The justices did seem concerned that the class needed some protection from unreasonable fee requests. As Justice Werdegar put it to Kevin Barnes, the lead lawyer for the plaintiffs’ class counsel, it “seems right” to acknowledge that no one was representing the clients at the fee award stage. Mr. Barnes’ response was that the lead plaintiffs, the lawyers, and the trial court all were involved in the process. He also noted that the U.S. Supreme Court, the Third Circuit Task Force Report, and language in California cases dating back to 1895 supported the use of the percentage method in common fund cases.

There was some debate as to whether the trial courts’ experience in implementing the “reasonable” fee standard was enough protection for the class and for judicial integrity. The Chief Justice and Justice Chin picked up on the point that the vast majority of class actions are not given to general assignment judges in state superior courts. They are almost always filed in and assigned to the complex litigation departments of the nine largest superior courts in the state—this case was filed in Los Angeles.
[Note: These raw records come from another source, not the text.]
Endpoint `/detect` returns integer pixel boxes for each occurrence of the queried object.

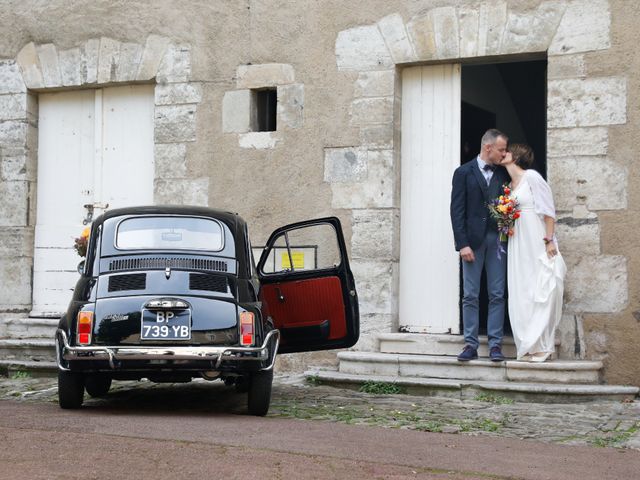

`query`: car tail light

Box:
[78,312,93,345]
[240,312,255,346]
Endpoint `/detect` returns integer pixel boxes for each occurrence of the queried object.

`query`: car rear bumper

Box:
[56,329,280,371]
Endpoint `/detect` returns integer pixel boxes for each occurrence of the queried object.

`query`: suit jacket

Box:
[451,159,510,250]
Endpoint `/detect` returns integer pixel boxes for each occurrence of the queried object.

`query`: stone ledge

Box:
[338,351,602,384]
[0,360,58,377]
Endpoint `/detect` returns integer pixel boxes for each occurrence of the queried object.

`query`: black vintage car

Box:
[56,206,359,415]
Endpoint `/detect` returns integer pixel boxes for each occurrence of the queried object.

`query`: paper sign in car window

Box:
[282,251,304,270]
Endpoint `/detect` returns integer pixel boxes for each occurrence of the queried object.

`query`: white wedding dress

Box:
[507,170,566,359]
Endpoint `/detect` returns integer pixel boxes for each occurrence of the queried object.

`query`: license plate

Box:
[140,309,191,340]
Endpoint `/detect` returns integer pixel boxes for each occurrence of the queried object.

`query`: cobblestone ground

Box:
[0,373,640,450]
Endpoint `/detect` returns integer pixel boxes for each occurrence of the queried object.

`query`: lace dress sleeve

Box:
[526,170,556,220]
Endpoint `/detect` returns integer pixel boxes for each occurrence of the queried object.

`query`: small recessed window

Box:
[251,88,278,132]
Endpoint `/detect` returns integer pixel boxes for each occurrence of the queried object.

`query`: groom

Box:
[451,129,509,362]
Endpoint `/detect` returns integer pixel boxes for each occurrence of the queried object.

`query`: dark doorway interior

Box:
[460,59,547,335]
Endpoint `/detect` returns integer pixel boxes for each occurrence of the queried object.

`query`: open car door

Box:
[258,217,360,353]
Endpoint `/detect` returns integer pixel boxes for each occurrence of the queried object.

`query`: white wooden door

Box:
[31,85,154,316]
[399,64,460,333]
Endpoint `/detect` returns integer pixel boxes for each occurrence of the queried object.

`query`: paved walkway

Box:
[0,374,640,450]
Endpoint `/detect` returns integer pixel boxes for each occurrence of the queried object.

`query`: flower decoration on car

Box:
[73,227,91,257]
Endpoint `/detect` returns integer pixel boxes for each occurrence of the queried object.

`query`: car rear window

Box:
[116,217,224,251]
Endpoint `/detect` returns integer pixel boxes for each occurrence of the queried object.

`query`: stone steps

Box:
[338,351,602,384]
[0,336,56,362]
[378,333,560,358]
[305,370,640,403]
[0,318,58,340]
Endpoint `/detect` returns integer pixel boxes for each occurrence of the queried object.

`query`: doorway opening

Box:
[460,59,547,335]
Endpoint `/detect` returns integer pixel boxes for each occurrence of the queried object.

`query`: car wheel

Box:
[84,374,111,397]
[248,369,273,417]
[58,371,84,408]
[235,375,251,393]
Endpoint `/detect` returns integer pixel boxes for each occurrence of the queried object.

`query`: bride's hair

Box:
[509,143,534,170]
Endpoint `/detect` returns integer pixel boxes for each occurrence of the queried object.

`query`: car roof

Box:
[95,205,245,230]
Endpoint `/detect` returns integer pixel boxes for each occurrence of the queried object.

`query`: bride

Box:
[502,144,566,362]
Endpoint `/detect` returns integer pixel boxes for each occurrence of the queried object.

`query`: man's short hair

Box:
[480,128,509,148]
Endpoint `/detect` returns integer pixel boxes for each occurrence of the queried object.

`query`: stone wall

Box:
[325,0,634,377]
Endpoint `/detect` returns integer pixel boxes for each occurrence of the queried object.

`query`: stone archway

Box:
[325,0,628,357]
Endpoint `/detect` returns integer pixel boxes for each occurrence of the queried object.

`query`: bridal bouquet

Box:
[73,227,91,257]
[487,185,520,242]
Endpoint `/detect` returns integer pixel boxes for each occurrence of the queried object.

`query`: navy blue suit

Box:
[451,159,510,349]
[451,158,510,251]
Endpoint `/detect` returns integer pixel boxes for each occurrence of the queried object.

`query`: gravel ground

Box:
[0,373,640,450]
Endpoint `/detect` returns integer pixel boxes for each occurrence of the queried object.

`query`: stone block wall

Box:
[0,59,33,312]
[332,0,629,372]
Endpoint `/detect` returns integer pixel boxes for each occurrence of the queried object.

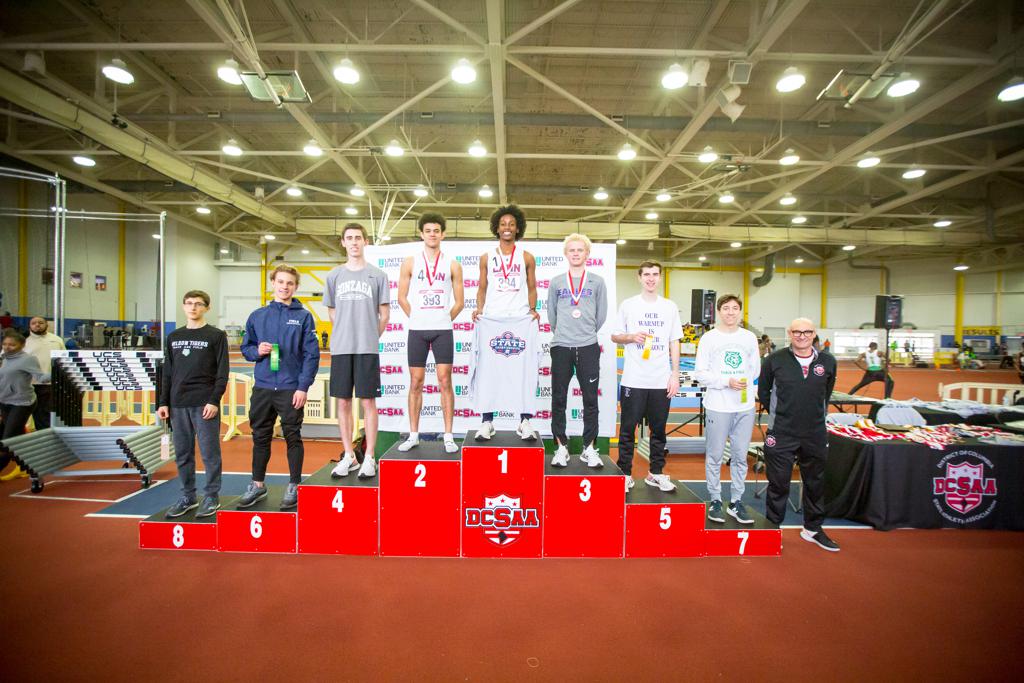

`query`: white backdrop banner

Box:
[309,241,617,436]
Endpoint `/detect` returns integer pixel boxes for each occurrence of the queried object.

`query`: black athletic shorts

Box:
[330,353,381,398]
[406,330,455,368]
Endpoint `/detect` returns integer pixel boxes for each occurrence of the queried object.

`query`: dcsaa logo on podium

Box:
[466,494,541,546]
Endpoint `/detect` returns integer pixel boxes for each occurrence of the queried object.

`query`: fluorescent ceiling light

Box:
[662,61,690,90]
[697,146,718,164]
[469,140,487,157]
[334,57,359,85]
[452,57,476,85]
[217,59,242,85]
[775,67,807,92]
[220,137,242,157]
[102,59,135,85]
[886,72,921,97]
[996,76,1024,102]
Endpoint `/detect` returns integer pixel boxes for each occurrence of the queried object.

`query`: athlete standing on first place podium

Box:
[473,205,541,441]
[548,233,608,467]
[398,213,464,453]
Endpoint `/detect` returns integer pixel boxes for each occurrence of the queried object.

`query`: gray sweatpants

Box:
[705,411,754,503]
[171,405,221,498]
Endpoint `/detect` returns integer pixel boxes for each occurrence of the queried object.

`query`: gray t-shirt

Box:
[548,272,608,348]
[324,263,391,355]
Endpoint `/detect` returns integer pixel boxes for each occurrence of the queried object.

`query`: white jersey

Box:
[483,245,529,317]
[469,315,542,417]
[409,252,452,330]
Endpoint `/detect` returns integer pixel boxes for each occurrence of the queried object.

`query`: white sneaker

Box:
[331,453,359,479]
[643,474,676,490]
[580,444,604,467]
[515,419,537,441]
[359,453,377,479]
[473,422,498,441]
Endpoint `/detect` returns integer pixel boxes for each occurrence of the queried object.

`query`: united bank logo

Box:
[466,494,541,546]
[487,331,526,358]
[932,451,997,524]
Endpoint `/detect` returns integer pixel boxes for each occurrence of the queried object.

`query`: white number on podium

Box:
[657,508,672,529]
[736,531,751,555]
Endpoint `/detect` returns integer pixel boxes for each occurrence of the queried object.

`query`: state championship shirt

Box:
[694,328,761,413]
[613,294,683,389]
[409,252,452,330]
[469,315,541,418]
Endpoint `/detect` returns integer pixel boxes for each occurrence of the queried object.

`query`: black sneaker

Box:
[196,494,220,519]
[239,481,266,508]
[708,501,725,523]
[280,483,299,510]
[800,528,839,553]
[726,501,754,524]
[164,496,199,519]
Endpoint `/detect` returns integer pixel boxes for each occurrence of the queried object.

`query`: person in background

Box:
[25,315,65,429]
[0,330,50,481]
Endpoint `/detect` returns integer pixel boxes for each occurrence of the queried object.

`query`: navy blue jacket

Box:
[241,299,319,391]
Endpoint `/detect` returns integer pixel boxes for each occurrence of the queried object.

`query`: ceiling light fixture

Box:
[217,59,242,85]
[995,76,1024,102]
[452,57,476,85]
[102,59,135,85]
[775,67,807,92]
[662,61,690,90]
[469,140,487,157]
[886,72,921,97]
[302,139,324,157]
[334,57,359,85]
[220,137,242,157]
[697,145,718,164]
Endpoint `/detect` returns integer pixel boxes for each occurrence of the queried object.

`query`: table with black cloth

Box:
[825,434,1024,530]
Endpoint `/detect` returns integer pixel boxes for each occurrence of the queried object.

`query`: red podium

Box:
[378,441,462,557]
[544,455,626,557]
[138,509,217,550]
[217,485,296,553]
[462,432,544,557]
[298,463,380,555]
[626,480,705,557]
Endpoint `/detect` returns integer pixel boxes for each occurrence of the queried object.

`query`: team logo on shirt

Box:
[466,494,541,546]
[932,451,996,524]
[487,331,526,358]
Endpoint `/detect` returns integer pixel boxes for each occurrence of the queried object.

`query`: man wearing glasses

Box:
[758,317,839,553]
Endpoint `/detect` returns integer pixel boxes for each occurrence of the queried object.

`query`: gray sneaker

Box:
[164,496,199,519]
[239,481,266,508]
[281,483,299,510]
[196,494,220,519]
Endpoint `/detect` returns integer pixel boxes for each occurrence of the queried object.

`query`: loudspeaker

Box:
[690,290,718,328]
[874,294,903,330]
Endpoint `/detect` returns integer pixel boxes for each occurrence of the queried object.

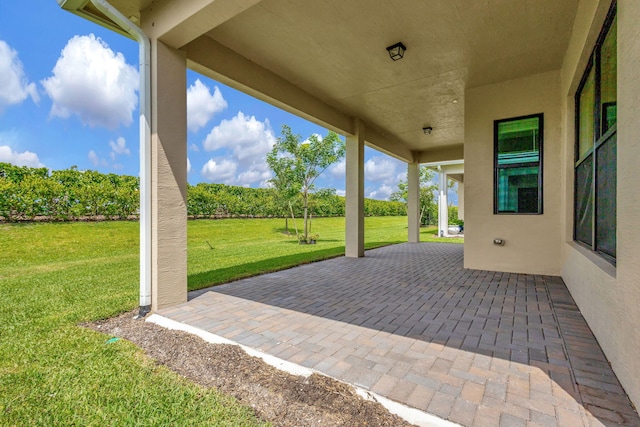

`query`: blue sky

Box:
[0,0,432,199]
The Chief Justice observed that the judges assigned to complex litigation are highly skilled and experienced in these cases, suggesting that leaving them broad discretion to review fee applications is appropriate.

Some justices were concerned with the intrinsic difficulty of determining fair market value of the legal services and how to assess whether a particular percentage paid out of a common fund was the right amount of money to encourage lawyers to take these cases. Justice Liu returned several times to the idea that the court should provide some guidance on a reasonable ceiling for multipliers from the award derived from the lodestar method.

In sum, it appears that the court will allow fees in common fund cases to continue to be set by a percentage method, but it is unclear how much additional guidance will be provided in the opinion. For example: Will the trial judges be admonished to always use the lodestar method as a cross-check of a fee based on the percentage method? Will class counsel be required to submit detailed time sheets and will trial judges be required to scrutinize them in detail? Will the court set a ceiling on the allowable percentage of the common fund that may be carved out for the attorney’s fee? Will the court set a rule of thumb for the maximum permissible multiplier for a fee based on the lodestar?

No one in the argument made reference to this passage, but it seems that observations from Lealao, written in 2000 and the prime precedent utilized by the Court of Appeal in Laffitte, is worthy guidance for the task faced by the California Supreme Court now as it finalizes its opinion:

What constitutes a reasonable fee in a representative action has been shown to be a far more complex question than the judiciary once thought it to be. There are no easy answers. The lodestar methodology originated as an alternative to percentage recoveries, which often resulted in exorbitant fee awards clearly unjustified by the contributions of counsel, which in turn undermined public confidence in the bench and bar. (See Report of the Third Circuit Task Force, supra, 108 F.R.D. 237, 242; see also Serrano III, supra, 20 Cal.3d at p. 48, fn. 23.) Considering the fee only as a percentage of the benefit would simply resurrect that problem. Refusing ever to take that consideration into account, however, would, as we have indicated, create equally pernicious problems. The federal judicial experience teaches that the “reasonableness” of a fee in a representative action will often require some consideration of the amount to be awarded as a percentage of the class recovery. How much weight that factor should receive may well be, as an experienced trial judge has said, “the most difficult question in present-day jurisprudence concerning attorney’s fees.” (Grady, Reasonable Fees: A Suggested Value-Based Analysis for Judges, supra, 184 F.R.D. at p. 141.) However difficult this question, it cannot be avoided; and the ability of California courts to intelligently address it would not be enhanced by diminishing the tools with which they have to work.

Lealao at 53–54. Later this summer, we will see if the California Supreme Court feels compelled by the use of one word in one footnote in Serrano to diminish those tools by taking away the percentage method in common fund cases.